Translation repression by RNA interference (RNAi) has emerged in recent years as a ubiquitous, powerful, and precise method for the regulation of gene expression, both naturally and experimentally. In this process, a messenger RNA (mRNA), made from a gene and destined to be translated into a protein, is silenced by a molecule of “interfering” RNA.

At least two related processes fall under the heading of RNAi; in each, the interfering RNA is a small molecule (about 21 nucleotides long) that binds to a matching sequence on the mRNA. Exactly what happens next depends on how close the match is. Perfect complementarity (involving so-called small interfering RNAs, or siRNAs) results in mRNA degradation, while an imperfect match leads to silencing of the message without degradation.

In this latter, non-degrading, form of interference, which has been widely observed in organisms from plants to people, the imperfectly complementary RNA is called a microRNA (miRNA), and is part of a large complex called the RISC (RNA-induced silencing complex). Neither the full structure of the RISC nor the details of its function are known, but several components have been identified, including the cleaving enzyme Dicer and the argonaute proteins Ago1 and Ago2. In the cytoplasm, after RISC binds to target mRNA, it accumulates in so-called P-bodies—poorly characterized multi-protein complexes that contain, among other things, the protein RCK/p54. In a new study, Chia-ying Chu and Tariq Rana demonstrate that, through its direct interactions with the argonaute proteins, and its promotion of P-body formation, RCK/p54 plays a key role in miRNA-mediated, but not siRNA-mediated, translation repression.

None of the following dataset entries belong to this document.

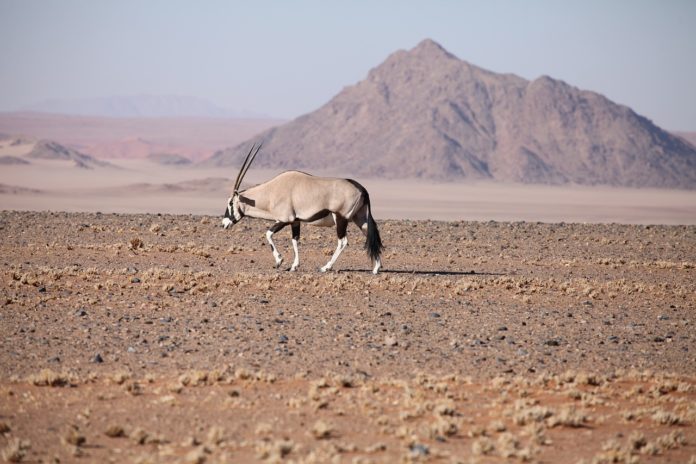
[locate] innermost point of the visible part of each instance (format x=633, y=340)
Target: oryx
x=293, y=197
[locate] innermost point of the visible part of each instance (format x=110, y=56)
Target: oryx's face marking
x=232, y=213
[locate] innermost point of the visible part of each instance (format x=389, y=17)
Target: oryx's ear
x=247, y=201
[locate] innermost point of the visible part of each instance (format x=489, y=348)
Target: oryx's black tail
x=373, y=244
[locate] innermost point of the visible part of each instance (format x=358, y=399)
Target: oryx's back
x=309, y=195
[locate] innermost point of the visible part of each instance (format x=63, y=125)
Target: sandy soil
x=160, y=338
x=103, y=137
x=144, y=187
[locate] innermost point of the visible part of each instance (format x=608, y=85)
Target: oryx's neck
x=254, y=203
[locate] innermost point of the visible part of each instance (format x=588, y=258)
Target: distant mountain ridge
x=139, y=106
x=425, y=113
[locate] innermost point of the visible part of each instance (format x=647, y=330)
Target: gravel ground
x=149, y=298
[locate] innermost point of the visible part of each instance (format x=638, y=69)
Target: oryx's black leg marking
x=341, y=226
x=295, y=244
x=269, y=236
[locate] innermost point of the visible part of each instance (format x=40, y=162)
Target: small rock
x=419, y=449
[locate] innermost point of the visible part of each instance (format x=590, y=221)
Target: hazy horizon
x=286, y=59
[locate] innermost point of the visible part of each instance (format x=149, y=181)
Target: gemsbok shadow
x=428, y=273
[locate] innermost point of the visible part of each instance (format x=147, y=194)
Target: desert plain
x=510, y=323
x=164, y=338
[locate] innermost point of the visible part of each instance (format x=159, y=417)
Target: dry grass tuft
x=49, y=378
x=115, y=431
x=321, y=430
x=135, y=243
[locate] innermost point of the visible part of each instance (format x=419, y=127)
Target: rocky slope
x=425, y=113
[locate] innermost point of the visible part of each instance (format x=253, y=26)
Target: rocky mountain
x=138, y=106
x=425, y=113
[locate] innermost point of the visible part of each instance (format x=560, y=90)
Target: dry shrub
x=49, y=378
x=482, y=446
x=74, y=437
x=568, y=417
x=667, y=418
x=135, y=243
x=321, y=430
x=115, y=431
x=16, y=450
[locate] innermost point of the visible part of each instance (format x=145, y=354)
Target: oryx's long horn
x=246, y=168
x=241, y=170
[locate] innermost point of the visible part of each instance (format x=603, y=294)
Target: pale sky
x=286, y=58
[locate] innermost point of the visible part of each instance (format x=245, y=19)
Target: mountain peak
x=425, y=113
x=431, y=48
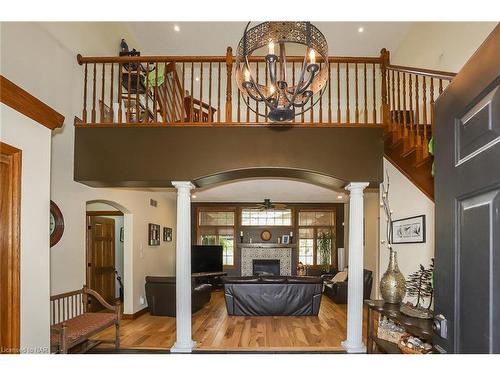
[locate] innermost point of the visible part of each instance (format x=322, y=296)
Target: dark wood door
x=101, y=259
x=467, y=184
x=10, y=199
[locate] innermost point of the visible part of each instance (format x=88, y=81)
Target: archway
x=353, y=342
x=127, y=236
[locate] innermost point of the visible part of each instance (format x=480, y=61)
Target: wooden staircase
x=408, y=96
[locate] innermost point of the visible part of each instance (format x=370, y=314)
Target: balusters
x=417, y=114
x=347, y=114
x=425, y=149
x=338, y=93
x=210, y=93
x=120, y=78
x=129, y=87
x=229, y=91
x=329, y=94
x=191, y=104
x=84, y=114
x=374, y=96
x=147, y=93
x=366, y=95
x=393, y=103
x=200, y=107
x=93, y=94
x=111, y=105
x=412, y=125
x=405, y=130
x=356, y=111
x=101, y=107
x=183, y=93
x=218, y=94
x=257, y=82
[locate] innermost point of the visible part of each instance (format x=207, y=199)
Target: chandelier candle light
x=280, y=95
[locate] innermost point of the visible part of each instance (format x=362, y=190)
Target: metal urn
x=393, y=283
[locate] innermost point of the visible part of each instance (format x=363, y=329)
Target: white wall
x=434, y=45
x=41, y=58
x=441, y=45
x=406, y=200
x=371, y=237
x=34, y=141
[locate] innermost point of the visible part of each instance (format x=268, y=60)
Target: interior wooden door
x=467, y=185
x=10, y=199
x=101, y=259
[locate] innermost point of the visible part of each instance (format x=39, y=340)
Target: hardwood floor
x=214, y=330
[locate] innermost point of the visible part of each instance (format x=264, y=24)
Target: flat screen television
x=206, y=258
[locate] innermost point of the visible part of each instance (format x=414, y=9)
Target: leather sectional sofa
x=160, y=294
x=338, y=291
x=273, y=295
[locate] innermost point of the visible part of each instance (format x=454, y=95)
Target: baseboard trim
x=135, y=315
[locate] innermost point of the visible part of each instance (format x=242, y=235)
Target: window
x=217, y=228
x=256, y=217
x=316, y=237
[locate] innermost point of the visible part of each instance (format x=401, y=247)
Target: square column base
x=356, y=348
x=183, y=348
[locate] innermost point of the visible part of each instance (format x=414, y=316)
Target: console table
x=421, y=328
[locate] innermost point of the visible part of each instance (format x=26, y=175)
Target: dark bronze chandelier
x=281, y=96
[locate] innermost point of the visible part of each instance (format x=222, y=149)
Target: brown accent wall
x=133, y=156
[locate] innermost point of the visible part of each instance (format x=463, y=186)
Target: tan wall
x=41, y=58
x=33, y=140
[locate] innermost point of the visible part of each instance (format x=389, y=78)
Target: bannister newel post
x=384, y=63
x=229, y=88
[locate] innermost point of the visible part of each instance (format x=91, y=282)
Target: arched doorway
x=112, y=274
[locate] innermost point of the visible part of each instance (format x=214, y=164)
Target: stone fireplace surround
x=283, y=254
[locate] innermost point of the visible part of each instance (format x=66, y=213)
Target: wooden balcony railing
x=200, y=91
x=411, y=93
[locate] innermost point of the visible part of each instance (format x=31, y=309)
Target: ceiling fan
x=267, y=205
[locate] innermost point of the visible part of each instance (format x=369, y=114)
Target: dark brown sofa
x=338, y=291
x=272, y=295
x=160, y=294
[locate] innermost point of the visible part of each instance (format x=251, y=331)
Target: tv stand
x=212, y=278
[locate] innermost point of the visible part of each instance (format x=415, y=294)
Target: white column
x=354, y=342
x=184, y=342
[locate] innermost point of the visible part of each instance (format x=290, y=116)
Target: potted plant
x=325, y=241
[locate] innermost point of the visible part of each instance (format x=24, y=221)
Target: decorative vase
x=393, y=283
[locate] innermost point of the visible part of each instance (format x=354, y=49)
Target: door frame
x=13, y=250
x=88, y=216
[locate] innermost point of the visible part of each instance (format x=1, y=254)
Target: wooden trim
x=11, y=338
x=136, y=314
x=423, y=72
x=214, y=59
x=104, y=213
x=25, y=103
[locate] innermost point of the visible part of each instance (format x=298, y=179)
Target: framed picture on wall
x=154, y=235
x=167, y=234
x=408, y=230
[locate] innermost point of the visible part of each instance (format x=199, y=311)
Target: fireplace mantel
x=281, y=252
x=267, y=245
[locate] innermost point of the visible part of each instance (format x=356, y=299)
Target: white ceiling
x=212, y=38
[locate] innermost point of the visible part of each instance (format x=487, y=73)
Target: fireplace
x=266, y=267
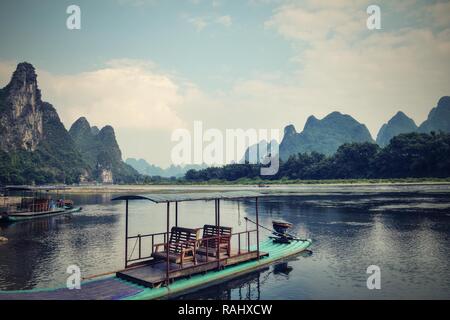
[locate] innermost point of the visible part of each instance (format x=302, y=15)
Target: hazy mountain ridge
x=35, y=147
x=323, y=136
x=144, y=168
x=102, y=153
x=398, y=124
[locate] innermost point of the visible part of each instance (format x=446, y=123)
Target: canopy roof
x=196, y=196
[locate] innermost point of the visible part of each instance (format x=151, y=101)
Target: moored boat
x=31, y=202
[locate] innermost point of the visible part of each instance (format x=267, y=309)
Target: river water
x=402, y=229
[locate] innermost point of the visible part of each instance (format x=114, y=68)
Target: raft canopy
x=196, y=196
x=33, y=188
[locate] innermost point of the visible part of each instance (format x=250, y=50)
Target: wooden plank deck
x=153, y=274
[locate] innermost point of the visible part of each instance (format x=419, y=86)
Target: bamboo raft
x=179, y=260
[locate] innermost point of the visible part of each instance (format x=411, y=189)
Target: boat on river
x=31, y=202
x=180, y=259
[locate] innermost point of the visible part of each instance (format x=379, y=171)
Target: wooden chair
x=209, y=247
x=181, y=246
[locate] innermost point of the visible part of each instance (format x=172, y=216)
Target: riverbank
x=266, y=185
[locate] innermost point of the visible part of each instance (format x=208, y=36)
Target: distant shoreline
x=192, y=187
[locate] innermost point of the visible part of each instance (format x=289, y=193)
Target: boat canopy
x=181, y=197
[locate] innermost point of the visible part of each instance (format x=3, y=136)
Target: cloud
x=340, y=65
x=201, y=23
x=224, y=20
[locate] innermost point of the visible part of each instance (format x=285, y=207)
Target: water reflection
x=409, y=239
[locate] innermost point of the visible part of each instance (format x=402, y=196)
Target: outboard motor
x=280, y=234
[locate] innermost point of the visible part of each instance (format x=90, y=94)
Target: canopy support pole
x=126, y=234
x=218, y=232
x=167, y=244
x=257, y=228
x=176, y=214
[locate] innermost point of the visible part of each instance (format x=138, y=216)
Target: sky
x=149, y=67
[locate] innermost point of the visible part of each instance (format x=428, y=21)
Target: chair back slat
x=210, y=231
x=181, y=238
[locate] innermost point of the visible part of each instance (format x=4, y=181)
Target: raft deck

The authors began by determining which P-body proteins can bind to which RISC proteins, using fluorescent tags to mark the various proteins. They found that Ago2 formed complexes with most of the known players. But they reasoned that the RNA scaffolding of the P-body likely causes many proteins to associate without actually binding to one another, and so, to rule out nonspecific effects, they digested the RNA out of the preparation. This left only RCK/p54 and Ago1 clinging to Ago2, indicating a true direct interaction. They next asked whether RCK/p54, first identified in P-bodies, was also a component of the active RISC. By purifying active complexes and analyzing their composition, they showed that it was—when a RISC was activated by the presence of a microRNA, it also contained RCK/p54.

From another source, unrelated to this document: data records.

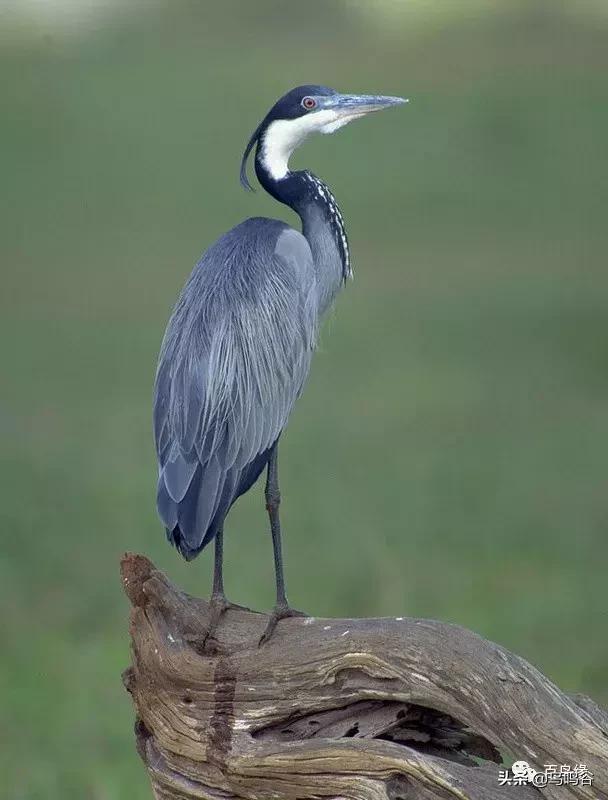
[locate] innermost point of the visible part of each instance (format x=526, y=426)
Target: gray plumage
x=233, y=361
x=238, y=346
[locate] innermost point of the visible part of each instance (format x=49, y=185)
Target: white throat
x=283, y=136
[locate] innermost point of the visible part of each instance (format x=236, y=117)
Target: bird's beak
x=349, y=106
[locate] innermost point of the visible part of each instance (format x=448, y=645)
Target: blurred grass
x=448, y=458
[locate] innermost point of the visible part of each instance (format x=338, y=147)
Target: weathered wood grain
x=368, y=709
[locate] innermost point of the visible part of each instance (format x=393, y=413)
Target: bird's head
x=300, y=112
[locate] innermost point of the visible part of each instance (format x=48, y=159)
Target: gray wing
x=234, y=359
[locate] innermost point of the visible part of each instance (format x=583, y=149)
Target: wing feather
x=234, y=359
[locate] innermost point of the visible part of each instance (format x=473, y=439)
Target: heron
x=238, y=346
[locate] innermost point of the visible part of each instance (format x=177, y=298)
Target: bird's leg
x=218, y=603
x=282, y=608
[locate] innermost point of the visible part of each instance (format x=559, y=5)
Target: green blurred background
x=449, y=456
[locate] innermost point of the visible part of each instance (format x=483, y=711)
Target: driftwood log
x=368, y=709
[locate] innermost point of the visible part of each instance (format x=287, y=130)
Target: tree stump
x=368, y=709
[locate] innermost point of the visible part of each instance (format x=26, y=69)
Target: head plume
x=255, y=136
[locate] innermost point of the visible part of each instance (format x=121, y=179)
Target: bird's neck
x=322, y=224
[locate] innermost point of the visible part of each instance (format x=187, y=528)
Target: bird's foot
x=218, y=605
x=279, y=612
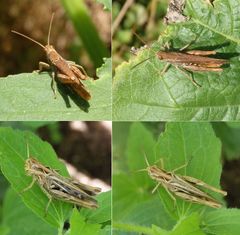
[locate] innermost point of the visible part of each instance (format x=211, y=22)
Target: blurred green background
x=227, y=132
x=144, y=17
x=80, y=32
x=85, y=145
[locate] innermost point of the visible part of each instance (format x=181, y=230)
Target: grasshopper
x=66, y=72
x=58, y=187
x=185, y=187
x=193, y=60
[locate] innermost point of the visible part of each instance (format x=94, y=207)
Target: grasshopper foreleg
x=29, y=186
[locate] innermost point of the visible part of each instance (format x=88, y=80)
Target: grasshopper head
x=33, y=167
x=52, y=54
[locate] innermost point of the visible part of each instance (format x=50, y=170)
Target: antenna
x=25, y=36
x=27, y=150
x=50, y=28
x=146, y=160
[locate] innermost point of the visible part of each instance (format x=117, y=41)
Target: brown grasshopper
x=185, y=187
x=66, y=72
x=58, y=187
x=194, y=60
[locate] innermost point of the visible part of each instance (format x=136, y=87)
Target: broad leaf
x=21, y=220
x=79, y=226
x=222, y=222
x=143, y=93
x=107, y=4
x=29, y=96
x=13, y=154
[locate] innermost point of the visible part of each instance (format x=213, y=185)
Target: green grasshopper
x=185, y=187
x=58, y=187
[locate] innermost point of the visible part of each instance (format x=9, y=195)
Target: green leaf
x=230, y=137
x=86, y=30
x=222, y=222
x=13, y=154
x=192, y=145
x=126, y=194
x=29, y=96
x=196, y=145
x=142, y=93
x=107, y=230
x=20, y=220
x=79, y=226
x=4, y=230
x=107, y=4
x=103, y=213
x=187, y=226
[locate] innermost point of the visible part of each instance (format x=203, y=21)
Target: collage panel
x=55, y=60
x=55, y=178
x=175, y=178
x=119, y=117
x=176, y=60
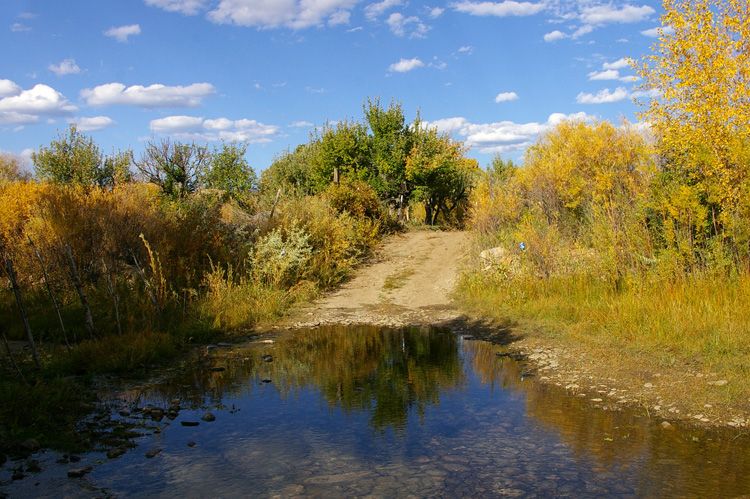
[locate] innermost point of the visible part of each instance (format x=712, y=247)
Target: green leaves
x=76, y=159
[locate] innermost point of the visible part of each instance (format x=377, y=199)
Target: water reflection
x=365, y=411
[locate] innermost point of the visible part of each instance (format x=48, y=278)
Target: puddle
x=364, y=411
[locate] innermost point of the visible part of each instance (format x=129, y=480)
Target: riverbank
x=411, y=280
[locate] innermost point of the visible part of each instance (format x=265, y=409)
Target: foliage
x=229, y=171
x=178, y=169
x=441, y=175
x=76, y=159
x=13, y=168
x=291, y=171
x=378, y=151
x=698, y=78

When the authors suppressed expression of RCK/p54 (neatly enough, by using an siRNA against it), P-bodies were disrupted, and Ago2 dispersed throughout the cytoplasm, suggesting RCK/p54 is responsible for the localization of Ago2 in P-bodies. P-bodies could also be disrupted by suppressing another protein, Lsm1; when this occurred, though, RCK/p54 still associated with Ago2 and with the RISC, indicating that these interactions do not depend on the presence of P-bodies.

RCK/p54 depletion also provided the authors with another important insight: loss of RCK/p54 did not prevent siRNA-mediated RNA cleavage—the form of translation repression that depends on exact complementarity between an siRNA and mRNA. It did, however, lead to an increase in translation of known microRNA targets, consistent with a role for RCK/p54 in the second, non-degrading, form of translation repression, mediated by miRNA.

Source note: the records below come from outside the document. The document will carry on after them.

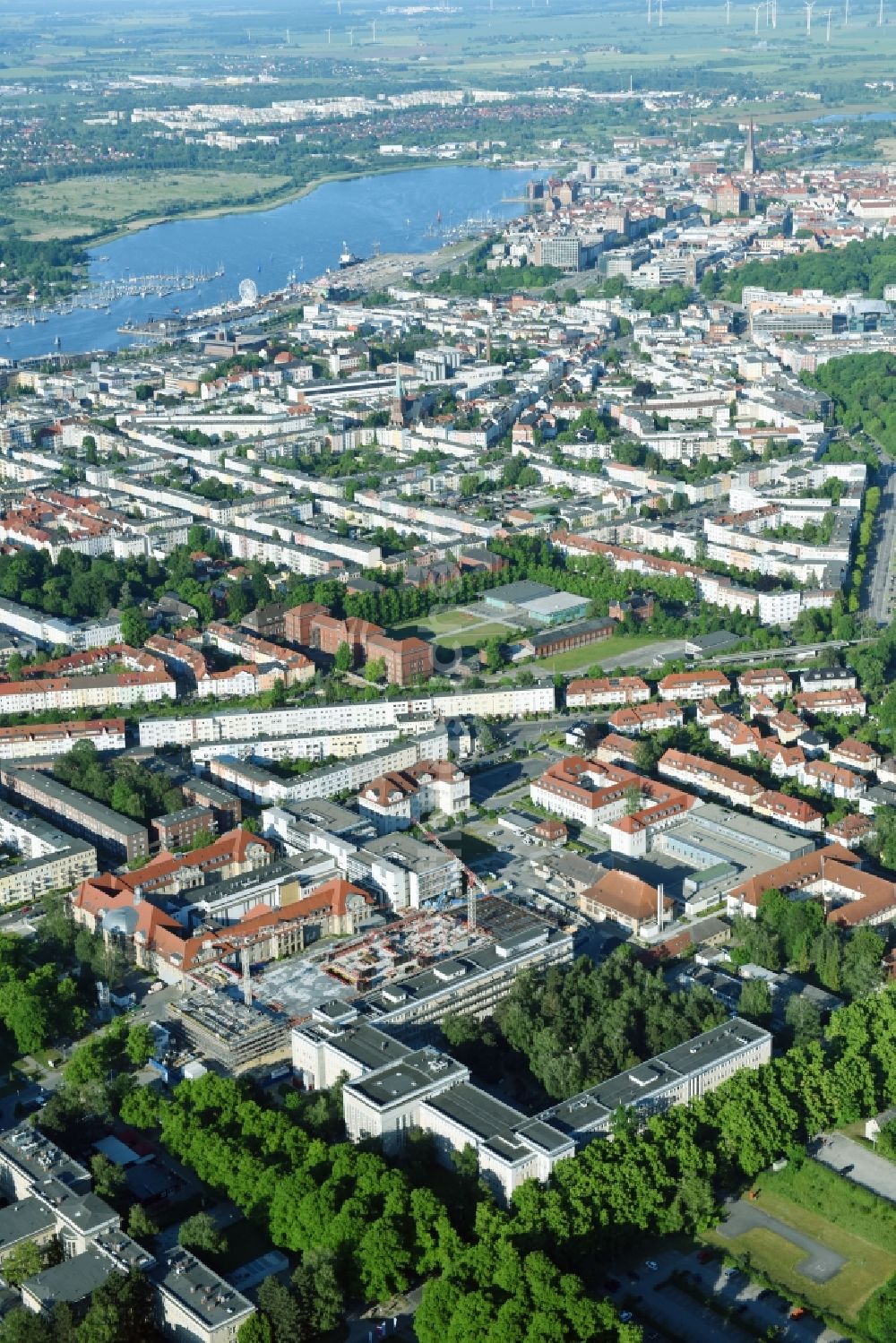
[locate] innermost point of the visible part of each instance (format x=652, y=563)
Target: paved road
x=877, y=599
x=857, y=1163
x=685, y=1318
x=820, y=1262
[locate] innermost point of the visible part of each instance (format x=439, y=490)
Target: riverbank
x=392, y=218
x=285, y=194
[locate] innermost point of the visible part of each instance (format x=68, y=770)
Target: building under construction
x=233, y=1033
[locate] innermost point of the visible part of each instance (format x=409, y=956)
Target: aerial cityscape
x=447, y=672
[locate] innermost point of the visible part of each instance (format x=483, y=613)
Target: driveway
x=857, y=1163
x=820, y=1262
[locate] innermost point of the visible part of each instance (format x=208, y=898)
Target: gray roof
x=199, y=1291
x=512, y=594
x=22, y=1221
x=26, y=1149
x=73, y=1280
x=413, y=1074
x=177, y=818
x=56, y=791
x=568, y=632
x=650, y=1079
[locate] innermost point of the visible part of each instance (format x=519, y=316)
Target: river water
x=304, y=237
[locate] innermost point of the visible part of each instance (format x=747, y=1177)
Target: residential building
x=602, y=692
x=626, y=900
x=694, y=685
x=78, y=813
x=837, y=702
x=180, y=829
x=646, y=718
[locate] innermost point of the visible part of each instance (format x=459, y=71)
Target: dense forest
x=861, y=388
x=527, y=1272
x=858, y=268
x=126, y=786
x=45, y=266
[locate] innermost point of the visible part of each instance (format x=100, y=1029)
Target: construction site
x=358, y=966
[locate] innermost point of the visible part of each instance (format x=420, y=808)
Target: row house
x=602, y=692
x=828, y=678
x=735, y=737
x=791, y=813
x=833, y=779
x=840, y=704
x=788, y=727
x=856, y=755
x=785, y=762
x=708, y=712
x=648, y=718
x=708, y=777
x=772, y=683
x=400, y=799
x=694, y=685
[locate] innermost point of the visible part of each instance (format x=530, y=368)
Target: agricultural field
x=83, y=207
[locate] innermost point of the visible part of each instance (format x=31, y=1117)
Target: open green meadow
x=833, y=1211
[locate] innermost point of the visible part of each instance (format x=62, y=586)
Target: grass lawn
x=833, y=1211
x=474, y=849
x=823, y=1192
x=89, y=206
x=602, y=653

Taken together, these results suggest that RCK/p54 forms part of the RISC in association with the argonaute proteins; that its previously identified association with P-bodies is a consequence of its function in the RISC; and that it plays a key role in miRNA-mediated translation repression. These results not only shed light on this important and poorly understood system for controlling gene expression, but also, because RCK/p54 appears to play no role in siRNA-mediated repression, they lay the groundwork for developing a detailed understanding of the similarities and differences between these two important pathways to RNAi.